Ya pasaron cinco años desde que lo tuvo. La maternidad le había alterado hasta las formas de emocionarse. La tristeza ya no aparecía en forma de llanto y las carcajadas podían significar todo lo contrario a lo que estaba acostumbrada. Se había amigado con el silencio, lo sentía poderoso, sincero, quizás, el único escenario donde se sentía viva.

Tomás en sus primeros balbuceos, Tomás y la papilla, Tomás y las ganas de volver a casa temprano para tenerlo en brazos, para sentir el olor a talco, y la búsqueda desesperada de su bebé por tenerla cerca.

Cinco años de Tomás, cinco años con Matías.

Cinco años sin Franco.




***

No hay noticia sobre él que no la haga dudar de todo. Cualquier dato se transforma en un microbio, en un virus que le hace sentir su vida como si fuera la de otro, como si su cuerpo levitara a pocos metros del piso y desde allí se observara. Ahí, sentada, en una playa de la costa de Buenos Aires, con dos hijos, y de otro hombre.

Lo último que supo de Franco es que se mudaría a la montaña. El dato bastó para que durante los mil doscientos kilómetros que hicieron hasta llegar a Villa Gesell estuviera dándole vueltas al tema en la cabeza. Mejor no averiguar si solo o con alguien, mejor no averiguar ni siquiera dónde.

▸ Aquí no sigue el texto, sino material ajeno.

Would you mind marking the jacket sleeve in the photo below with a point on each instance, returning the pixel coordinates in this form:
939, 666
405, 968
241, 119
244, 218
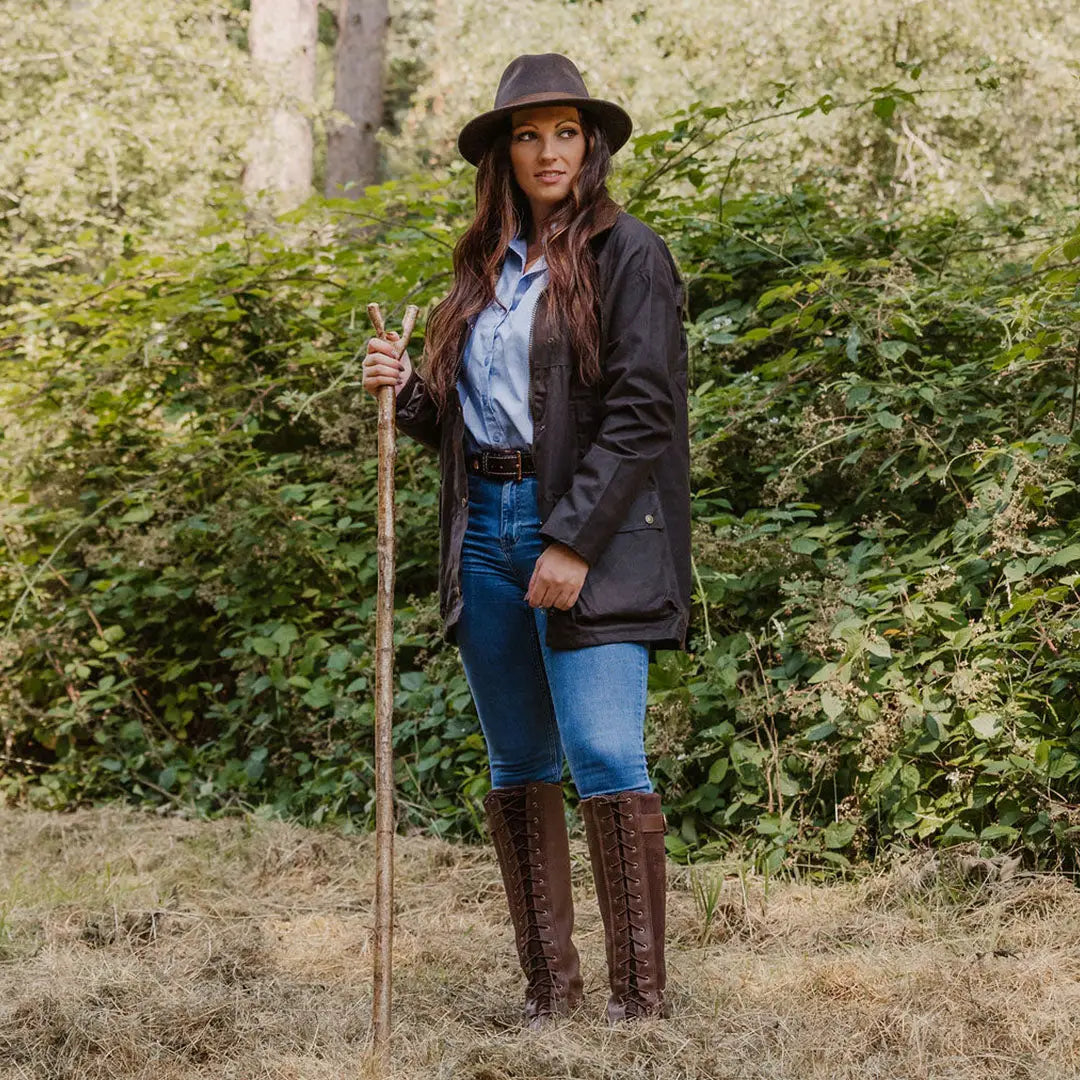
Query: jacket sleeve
416, 413
637, 408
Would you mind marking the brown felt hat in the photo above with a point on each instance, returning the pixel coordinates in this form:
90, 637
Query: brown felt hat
540, 79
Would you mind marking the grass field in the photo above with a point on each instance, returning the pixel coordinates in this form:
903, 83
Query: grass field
134, 945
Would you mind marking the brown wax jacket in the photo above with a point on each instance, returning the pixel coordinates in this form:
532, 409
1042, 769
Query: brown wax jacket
612, 460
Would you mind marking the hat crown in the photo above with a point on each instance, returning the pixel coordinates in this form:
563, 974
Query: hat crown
541, 79
531, 75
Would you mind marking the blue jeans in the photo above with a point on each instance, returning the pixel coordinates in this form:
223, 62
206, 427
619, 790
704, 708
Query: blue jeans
536, 703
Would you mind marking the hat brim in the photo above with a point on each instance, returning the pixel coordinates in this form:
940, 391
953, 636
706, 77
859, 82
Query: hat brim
476, 135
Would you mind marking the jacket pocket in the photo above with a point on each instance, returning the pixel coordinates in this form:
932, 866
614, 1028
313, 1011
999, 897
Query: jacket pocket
632, 580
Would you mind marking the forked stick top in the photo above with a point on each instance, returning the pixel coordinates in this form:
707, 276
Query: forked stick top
408, 323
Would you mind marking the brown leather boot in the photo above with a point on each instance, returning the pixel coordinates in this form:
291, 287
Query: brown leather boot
528, 827
625, 834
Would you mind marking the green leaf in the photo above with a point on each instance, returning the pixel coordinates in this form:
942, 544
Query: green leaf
831, 704
851, 349
265, 646
985, 725
892, 350
1066, 555
883, 108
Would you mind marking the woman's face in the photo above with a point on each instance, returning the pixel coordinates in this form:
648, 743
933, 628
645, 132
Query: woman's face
547, 150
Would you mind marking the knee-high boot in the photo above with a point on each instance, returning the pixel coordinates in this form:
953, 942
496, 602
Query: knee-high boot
625, 834
528, 826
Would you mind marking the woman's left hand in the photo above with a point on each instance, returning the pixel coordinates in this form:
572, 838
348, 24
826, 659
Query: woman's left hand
557, 578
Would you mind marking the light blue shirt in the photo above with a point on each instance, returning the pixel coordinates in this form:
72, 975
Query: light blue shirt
494, 386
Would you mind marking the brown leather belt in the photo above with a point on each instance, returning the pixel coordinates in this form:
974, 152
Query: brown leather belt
501, 464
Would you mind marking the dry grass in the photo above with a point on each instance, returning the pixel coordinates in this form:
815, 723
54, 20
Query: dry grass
138, 946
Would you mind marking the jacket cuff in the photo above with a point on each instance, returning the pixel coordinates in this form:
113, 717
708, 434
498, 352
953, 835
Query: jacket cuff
404, 397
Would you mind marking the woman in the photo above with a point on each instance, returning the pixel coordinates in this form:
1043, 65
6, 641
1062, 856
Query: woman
554, 390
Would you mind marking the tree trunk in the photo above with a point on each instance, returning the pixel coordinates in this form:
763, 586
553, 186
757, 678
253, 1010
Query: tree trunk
282, 35
351, 150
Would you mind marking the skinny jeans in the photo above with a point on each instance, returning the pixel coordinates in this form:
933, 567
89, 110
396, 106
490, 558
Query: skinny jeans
538, 705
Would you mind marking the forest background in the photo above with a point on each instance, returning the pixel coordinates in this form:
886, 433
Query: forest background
875, 215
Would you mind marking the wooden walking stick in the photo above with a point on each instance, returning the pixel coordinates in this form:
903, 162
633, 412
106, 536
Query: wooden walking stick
383, 703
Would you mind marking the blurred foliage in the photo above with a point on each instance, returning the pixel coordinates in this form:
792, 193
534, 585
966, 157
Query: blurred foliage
883, 408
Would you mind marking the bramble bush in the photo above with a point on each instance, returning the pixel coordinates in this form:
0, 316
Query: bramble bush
885, 454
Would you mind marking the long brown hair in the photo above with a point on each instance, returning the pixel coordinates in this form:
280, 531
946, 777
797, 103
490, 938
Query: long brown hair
502, 212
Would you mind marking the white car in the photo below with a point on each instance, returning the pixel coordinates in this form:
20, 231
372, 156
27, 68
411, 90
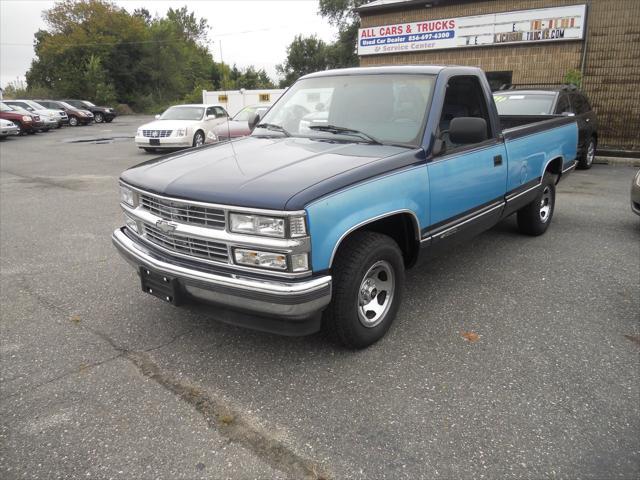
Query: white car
51, 118
7, 127
182, 126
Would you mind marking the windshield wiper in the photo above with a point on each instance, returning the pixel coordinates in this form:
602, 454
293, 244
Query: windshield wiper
345, 131
275, 127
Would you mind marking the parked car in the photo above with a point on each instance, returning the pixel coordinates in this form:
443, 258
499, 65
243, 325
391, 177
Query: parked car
100, 114
290, 227
635, 194
47, 120
181, 126
26, 122
238, 125
7, 128
566, 100
55, 118
76, 116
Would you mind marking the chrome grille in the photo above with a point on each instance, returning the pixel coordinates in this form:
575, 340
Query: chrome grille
183, 212
187, 245
156, 133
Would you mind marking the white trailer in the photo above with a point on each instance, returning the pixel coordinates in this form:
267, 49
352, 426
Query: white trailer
235, 100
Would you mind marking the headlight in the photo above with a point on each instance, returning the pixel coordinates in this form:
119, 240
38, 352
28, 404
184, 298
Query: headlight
126, 196
257, 225
254, 258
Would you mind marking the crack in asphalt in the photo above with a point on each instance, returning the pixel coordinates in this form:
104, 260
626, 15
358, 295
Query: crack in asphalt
218, 414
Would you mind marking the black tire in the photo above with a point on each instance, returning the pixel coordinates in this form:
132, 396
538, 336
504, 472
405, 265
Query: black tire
362, 256
198, 139
534, 218
585, 162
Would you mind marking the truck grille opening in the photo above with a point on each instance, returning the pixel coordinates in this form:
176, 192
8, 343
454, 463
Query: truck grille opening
156, 133
187, 245
184, 212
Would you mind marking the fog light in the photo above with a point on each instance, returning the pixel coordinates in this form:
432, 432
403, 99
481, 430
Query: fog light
130, 223
299, 262
276, 261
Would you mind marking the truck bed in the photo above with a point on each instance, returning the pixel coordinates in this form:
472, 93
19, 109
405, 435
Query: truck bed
518, 125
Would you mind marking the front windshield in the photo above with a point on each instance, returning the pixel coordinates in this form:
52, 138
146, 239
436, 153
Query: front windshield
389, 108
183, 113
244, 114
524, 104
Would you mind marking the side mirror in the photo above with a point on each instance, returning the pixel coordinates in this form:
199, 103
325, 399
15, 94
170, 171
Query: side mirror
466, 130
253, 121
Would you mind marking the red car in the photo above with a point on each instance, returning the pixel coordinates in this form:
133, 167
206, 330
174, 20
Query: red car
28, 123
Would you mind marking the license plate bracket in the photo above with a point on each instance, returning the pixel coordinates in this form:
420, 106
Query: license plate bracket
159, 285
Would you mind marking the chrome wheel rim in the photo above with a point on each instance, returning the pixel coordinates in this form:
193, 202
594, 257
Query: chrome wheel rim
591, 153
545, 204
375, 294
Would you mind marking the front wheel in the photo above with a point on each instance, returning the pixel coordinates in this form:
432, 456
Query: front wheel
368, 279
198, 139
586, 159
534, 218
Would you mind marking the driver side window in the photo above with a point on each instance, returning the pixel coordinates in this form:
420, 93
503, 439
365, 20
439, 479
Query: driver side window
464, 98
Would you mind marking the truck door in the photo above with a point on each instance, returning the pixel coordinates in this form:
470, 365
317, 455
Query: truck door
467, 183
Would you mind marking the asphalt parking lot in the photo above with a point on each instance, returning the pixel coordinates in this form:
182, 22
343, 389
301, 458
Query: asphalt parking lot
99, 380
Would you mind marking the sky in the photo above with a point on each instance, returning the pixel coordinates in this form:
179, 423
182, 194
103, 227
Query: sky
250, 32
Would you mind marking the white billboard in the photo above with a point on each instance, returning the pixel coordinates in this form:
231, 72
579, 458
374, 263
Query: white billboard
523, 26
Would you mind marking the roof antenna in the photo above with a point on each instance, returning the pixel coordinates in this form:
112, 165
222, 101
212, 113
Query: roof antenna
226, 94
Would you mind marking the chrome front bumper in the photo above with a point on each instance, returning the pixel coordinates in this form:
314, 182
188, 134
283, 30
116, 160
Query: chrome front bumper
289, 300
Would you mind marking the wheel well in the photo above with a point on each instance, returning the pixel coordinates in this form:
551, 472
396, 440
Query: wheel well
402, 228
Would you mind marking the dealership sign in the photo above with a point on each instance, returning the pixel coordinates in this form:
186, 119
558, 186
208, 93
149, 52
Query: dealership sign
523, 26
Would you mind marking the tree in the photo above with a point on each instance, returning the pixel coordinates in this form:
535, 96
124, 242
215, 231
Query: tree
304, 55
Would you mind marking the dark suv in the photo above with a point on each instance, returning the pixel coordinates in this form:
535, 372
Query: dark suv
564, 100
100, 114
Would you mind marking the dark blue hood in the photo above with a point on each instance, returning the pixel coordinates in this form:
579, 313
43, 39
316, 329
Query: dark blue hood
270, 173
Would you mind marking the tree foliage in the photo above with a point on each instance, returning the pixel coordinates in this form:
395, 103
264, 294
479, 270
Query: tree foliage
309, 54
97, 50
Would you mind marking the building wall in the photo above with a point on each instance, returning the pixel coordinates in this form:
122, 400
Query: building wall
612, 70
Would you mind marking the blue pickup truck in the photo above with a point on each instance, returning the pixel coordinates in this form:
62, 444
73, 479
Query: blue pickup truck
351, 178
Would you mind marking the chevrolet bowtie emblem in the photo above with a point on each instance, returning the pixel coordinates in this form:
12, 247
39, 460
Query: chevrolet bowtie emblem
166, 227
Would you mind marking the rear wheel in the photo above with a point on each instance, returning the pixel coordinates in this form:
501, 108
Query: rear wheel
368, 279
198, 139
534, 218
586, 159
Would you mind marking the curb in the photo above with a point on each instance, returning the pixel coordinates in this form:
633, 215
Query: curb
617, 161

Corre la traba de la reposera, se mueve hacia adelante, se fija que el cuerpo reciba de manera directa los rayos de sol. Se corre de lugar sin levantarse y tira el respaldo hacia atrás. Las rodillas quedan flexionadas mirando hacia el mar. De a ratos, gira la cabeza como si toda ella fuese una brújula fijada en tres puntos. Esposo, uno; hija en el agua, dos; hijo mayor, tres.

Matías esquiva las olas con Clarita en brazos, las carcajadas se propagan por el balneario. Agustina dibuja con los dedos gordos de los pies en la arena, traza círculos, les hace puntitos en el medio, los rodea con doble borde. Siente el muslo mojado, la piel hace sopapa con la tela y la obliga a cruzar y descruzar las piernas a cada rato.

Imagina a Franco en la ciudad, con este calor, cargando cajas y acomodando libros. Y sus cosas. Ahora se arrepiente de no haber ido a buscarlas. La idea siempre le había parecido absurda, algo así como desenterrar un muerto a los pocos días de haber asistido al entierro.

Matías grita desde el agua.

—Agus, andá preparando la toalla, ahí salimos.